Sunday, March 29, 2009

Lost and Found

...mostly lost.

Yesterday I lost my wallet. I might have lost it in a taxi, or it might have been stolen from me in church (I am not lost on the irony however), but either way it's gone. Money can be replaced, the cards can be replaced over time, but I kept a lot of sentimental things in there that I'm afraid I'll never get back. So, I'm going to list these sentimental things here and why they are so, in case I forget.

Ich bin Geleibt - I am loved (in German) pin: I gave these out during our run of Cabaret at PAI. I'd all but forgotten about it, when I read that Dom used to have that pin on her, and it would remind her that she is loved as well. I put it in my wallet, to remember that I am loved, and to remember all the love I have for others.

Lost:

Dom's Prayer Card - Dominique passed away May 13th 2007. I put her prayer card in my wallet to remember her, but also what her passing stood for, for me, in my mind. We weren't there for her, she needed us, and we weren't there. I know there's nothing I could have done, but there is something I can do: make sure it never happens again. It reminds me to let people know how much I care for them, that I am thinking about them, and I am glad they're here. It reminds me that I have to be strong, that I have to help keep a group of people together even when we drift so far apart. And finally it reminds me to love myself, the way I am, because I am beautiful.

London Tube Map and Oyster Card - I put this in here when I was in London for a few days in the summer of 2007, before I went to Ireland. I carried them around with me everywhere like a child, just in case I was going to London unexpectedly. I didn't care that it was stupid or pointless. I love that city. I love everything about that city. I loved the semester I spent there. It shaped a lot of my adult life, insomuch as I screwed up so many times in London that it helped me learn how to get it right when I got back.

A Ticket to See Riverdance - I went to see Riverdance when I spent a month in Ireland. While I was there, I sort of hated it - the weather was the worst weather I had ever experienced. But I had so much fun with the people, and I learned a lot in class. It reminded me I want to go back, and travel around that funny, quirky island some more.

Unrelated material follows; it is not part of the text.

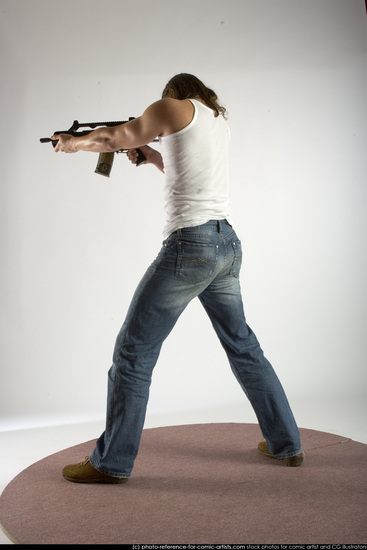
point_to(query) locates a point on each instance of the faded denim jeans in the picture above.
(203, 262)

My University ID - I'm very upset about this. I was planning on using this ID anytime I wanted to rush a Broadway show. I still look like the picture, and could probably pass as a college student for my $26.50 ticket. Even though I'm a contributing member of society, I don't have $115 to spend on one ticket to one show. Or if I did, you better be damn sure it's my favorite.

Assorted Business Cards - A Class Act Auto Shop: The best body shop I went to in Philly. These guys were awesome, never cheated me, and treated Rhonda like she was a princess. The Elephant and Castle: A restaurant in Dublin, delicious fucking breakfast. The business card of this random man Sarah and I met when we went for dollar margaritas at a restaurant in Savannah. I don't remember his name or what he did, but he was drunk and it was funny.

And Found:

As I was compiling this list, I realized that these are all things that are from outside my home. Except for PAI, but PAI floats in another time-space continuum wherein it is everywhere and everyone's home. But I realized these are all things from my travels, because two important and wonderful people are missing from these memories, and then I realized I've never traveled with them. I have so many memories of these two wonderful people, I don't need something physical to remind me. Granted my travels are finite, while my time with my two best friends is (hopefully) infinite. And then I thought, at first when I had Dom's prayer card in my wallet, I would look at it, and think about her all the time. But time passes, and those feelings of grief inevitably lessen, and I would think about her less and less when I opened my wallet - but I found myself thinking about her more and more at other times. The London Tube Map and Oyster Card can be replaced the next time I travel to London, because what they really remind me of is that there is always a next time I will travel to London. I don't need a piece of paper or plastic to remind me of that, I know it in my heart.

I do wish I had my Ich Bin Geleibt pin, because sometimes it's hard to remember you're loved. It's always harder to remember those true and good things than the petty, small, evil things that enter our heads. But really, that pin was just a reminder of something I know in my heart - I am loved, and I deserve that love. Sometimes I forget that, but those times are so black that no pin could bring me back, only I could bring myself back.

And that's what I have. I have myself. I am a vessel filled with memories, with longing, with hope, with love. My wallet was the representation of those memories, that longing, hope, and love. But those things aren't real, they're idols. I am real. I am not the representation of longing, I am longing. I am not the representation of hope, I am hope. I am not the representation of love, I am the product of love. I am found.

1 comment:

ChazD said...

Mary Rose,
Lovely story. You have created your lost items in a more secure place - your heart and the hearts of those who love you.